But let’s get back to Raymond Wise. Did I mention that he is my friend? Well, it bears repeating. I am honored to know him. He has saved me a life risking trip to the North Pole. I travel there safely through his personal experience, vicariously. If I want to see polar bears I will watch them on television or at a zoo. But not in the wild when they are hungry… they are always hungry in the wild. Other Bears will maul you and leave you alone. A hungry polar bear will actually eat you. You do not want a bear hug from that big white fluffy cute “little” thing.
Raymond Wise was at the North Pole during the IGY.

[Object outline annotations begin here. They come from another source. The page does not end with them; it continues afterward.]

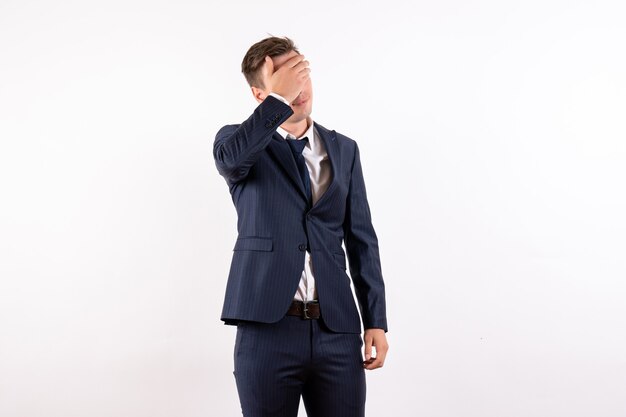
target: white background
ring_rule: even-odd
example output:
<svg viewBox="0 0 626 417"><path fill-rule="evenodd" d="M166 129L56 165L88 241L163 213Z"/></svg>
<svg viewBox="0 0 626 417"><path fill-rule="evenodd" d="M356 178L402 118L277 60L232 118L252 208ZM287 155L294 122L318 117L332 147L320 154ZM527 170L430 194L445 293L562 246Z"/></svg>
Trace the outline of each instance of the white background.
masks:
<svg viewBox="0 0 626 417"><path fill-rule="evenodd" d="M622 4L2 0L0 415L240 415L211 150L271 33L361 149L367 414L625 416Z"/></svg>

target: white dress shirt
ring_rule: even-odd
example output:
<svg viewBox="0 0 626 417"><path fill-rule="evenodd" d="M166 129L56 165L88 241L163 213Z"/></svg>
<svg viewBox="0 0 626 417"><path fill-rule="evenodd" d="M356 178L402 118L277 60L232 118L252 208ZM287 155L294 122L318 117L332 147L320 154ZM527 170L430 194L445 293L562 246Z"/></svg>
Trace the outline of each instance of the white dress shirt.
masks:
<svg viewBox="0 0 626 417"><path fill-rule="evenodd" d="M282 102L289 104L283 97L275 93L270 93ZM313 119L307 118L307 130L299 138L294 137L282 127L278 127L276 131L283 139L302 139L309 138L309 142L304 146L302 155L309 170L311 178L311 194L313 204L326 192L331 182L331 167L328 159L328 153L324 147L319 133L313 126ZM304 257L304 268L300 276L300 283L294 295L295 300L311 301L317 299L317 290L315 288L315 277L313 276L313 264L311 263L311 253L307 250Z"/></svg>

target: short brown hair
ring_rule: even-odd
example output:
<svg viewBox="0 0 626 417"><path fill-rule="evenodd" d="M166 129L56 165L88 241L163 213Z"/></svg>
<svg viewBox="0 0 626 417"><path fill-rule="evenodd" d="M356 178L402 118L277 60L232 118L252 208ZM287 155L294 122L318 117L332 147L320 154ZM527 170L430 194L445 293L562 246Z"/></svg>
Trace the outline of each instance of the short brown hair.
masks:
<svg viewBox="0 0 626 417"><path fill-rule="evenodd" d="M250 87L265 88L260 70L267 55L273 58L291 51L300 53L293 41L286 36L284 38L271 36L252 45L241 61L241 72Z"/></svg>

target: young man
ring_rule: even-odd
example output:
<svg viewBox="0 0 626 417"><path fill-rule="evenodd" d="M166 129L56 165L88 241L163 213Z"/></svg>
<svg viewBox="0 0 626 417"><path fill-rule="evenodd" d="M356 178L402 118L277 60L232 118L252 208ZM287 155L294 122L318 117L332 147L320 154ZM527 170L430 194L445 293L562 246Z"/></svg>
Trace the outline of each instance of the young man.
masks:
<svg viewBox="0 0 626 417"><path fill-rule="evenodd" d="M260 104L219 130L213 156L238 216L221 319L237 325L243 415L296 417L302 396L309 417L364 416L364 370L388 345L359 148L311 119L309 62L290 39L252 45L242 72Z"/></svg>

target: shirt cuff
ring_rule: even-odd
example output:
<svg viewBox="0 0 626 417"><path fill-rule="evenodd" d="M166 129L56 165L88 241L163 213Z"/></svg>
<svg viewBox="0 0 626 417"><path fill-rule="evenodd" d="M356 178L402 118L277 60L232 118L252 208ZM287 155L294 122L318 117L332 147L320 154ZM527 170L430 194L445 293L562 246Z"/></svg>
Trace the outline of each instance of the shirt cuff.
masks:
<svg viewBox="0 0 626 417"><path fill-rule="evenodd" d="M280 101L282 101L283 103L285 103L288 106L290 105L289 102L287 101L287 99L285 99L285 97L283 97L283 96L280 96L280 95L278 95L276 93L269 93L268 95L270 95L270 96L272 96L274 98L279 99Z"/></svg>

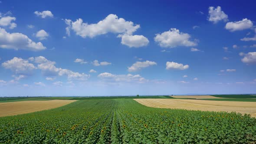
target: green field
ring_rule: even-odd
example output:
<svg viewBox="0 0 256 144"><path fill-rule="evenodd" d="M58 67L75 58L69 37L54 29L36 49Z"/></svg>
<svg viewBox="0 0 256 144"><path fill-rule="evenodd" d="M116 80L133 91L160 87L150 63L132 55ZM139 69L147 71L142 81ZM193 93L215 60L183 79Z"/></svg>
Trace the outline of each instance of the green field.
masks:
<svg viewBox="0 0 256 144"><path fill-rule="evenodd" d="M84 100L0 118L0 143L254 144L256 119L151 108L128 98Z"/></svg>
<svg viewBox="0 0 256 144"><path fill-rule="evenodd" d="M224 98L256 98L256 95L211 95L216 97Z"/></svg>

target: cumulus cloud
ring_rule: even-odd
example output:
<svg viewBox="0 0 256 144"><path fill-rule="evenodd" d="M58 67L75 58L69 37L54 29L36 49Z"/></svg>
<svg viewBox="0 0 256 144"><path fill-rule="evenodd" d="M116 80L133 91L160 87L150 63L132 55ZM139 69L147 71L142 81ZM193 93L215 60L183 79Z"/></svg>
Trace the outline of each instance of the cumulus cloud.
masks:
<svg viewBox="0 0 256 144"><path fill-rule="evenodd" d="M235 69L227 69L226 71L227 72L236 72L236 70Z"/></svg>
<svg viewBox="0 0 256 144"><path fill-rule="evenodd" d="M178 63L174 62L166 62L166 69L177 69L180 70L184 70L188 69L189 65L184 65L182 63Z"/></svg>
<svg viewBox="0 0 256 144"><path fill-rule="evenodd" d="M1 17L0 15L0 26L9 26L10 29L13 29L17 26L17 24L13 21L15 21L16 18L7 16L5 17Z"/></svg>
<svg viewBox="0 0 256 144"><path fill-rule="evenodd" d="M45 39L49 36L49 34L43 29L40 30L36 34L36 37L39 38L40 40Z"/></svg>
<svg viewBox="0 0 256 144"><path fill-rule="evenodd" d="M80 63L81 64L87 63L87 62L85 61L85 60L83 59L75 59L75 60L74 61L74 62L79 62L79 63Z"/></svg>
<svg viewBox="0 0 256 144"><path fill-rule="evenodd" d="M30 24L30 25L27 25L27 27L28 27L29 28L33 29L33 28L34 27L35 27L35 26L33 26L33 25L32 25Z"/></svg>
<svg viewBox="0 0 256 144"><path fill-rule="evenodd" d="M56 86L62 86L62 84L63 84L63 82L60 82L60 81L54 82L53 83L53 85L55 85Z"/></svg>
<svg viewBox="0 0 256 144"><path fill-rule="evenodd" d="M224 22L228 21L228 16L223 11L221 10L221 7L220 6L215 8L213 7L209 7L209 15L208 20L216 23L220 21Z"/></svg>
<svg viewBox="0 0 256 144"><path fill-rule="evenodd" d="M97 72L97 71L95 71L95 70L94 70L94 69L91 69L91 70L90 70L90 72L91 72L91 73L96 73L96 72Z"/></svg>
<svg viewBox="0 0 256 144"><path fill-rule="evenodd" d="M21 33L7 33L0 28L0 47L7 49L38 51L46 49L41 42L35 43Z"/></svg>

The International Geophysical Year.
In the grand scheme of things, the International Geophysical Year was grand indeed. It was even longer than a calendar year. It was “the most significant peaceful activity since the Renaissance and the Copernican Revolution.” Officially it began July 1, 1957 and ended December 31, 1958. It was during the Cold War. Yet, the Soviet Union and the USA and 65 other nations participated in the IGY projects. It was a big deal for scientific exchange between the East and West even though China did not participate. China was protesting the inclusion of Taiwan (its rival for the representation of the Chinese nation and people). As a part of the IGY, the Soviet Union launched Sputnik (the first manmade object to successfully orbit the earth) and inaugurated the space race between the USA and USSR that resulted in the USA’s desire to put a man on the moon to show that we were not laggards when it comes to science and technology.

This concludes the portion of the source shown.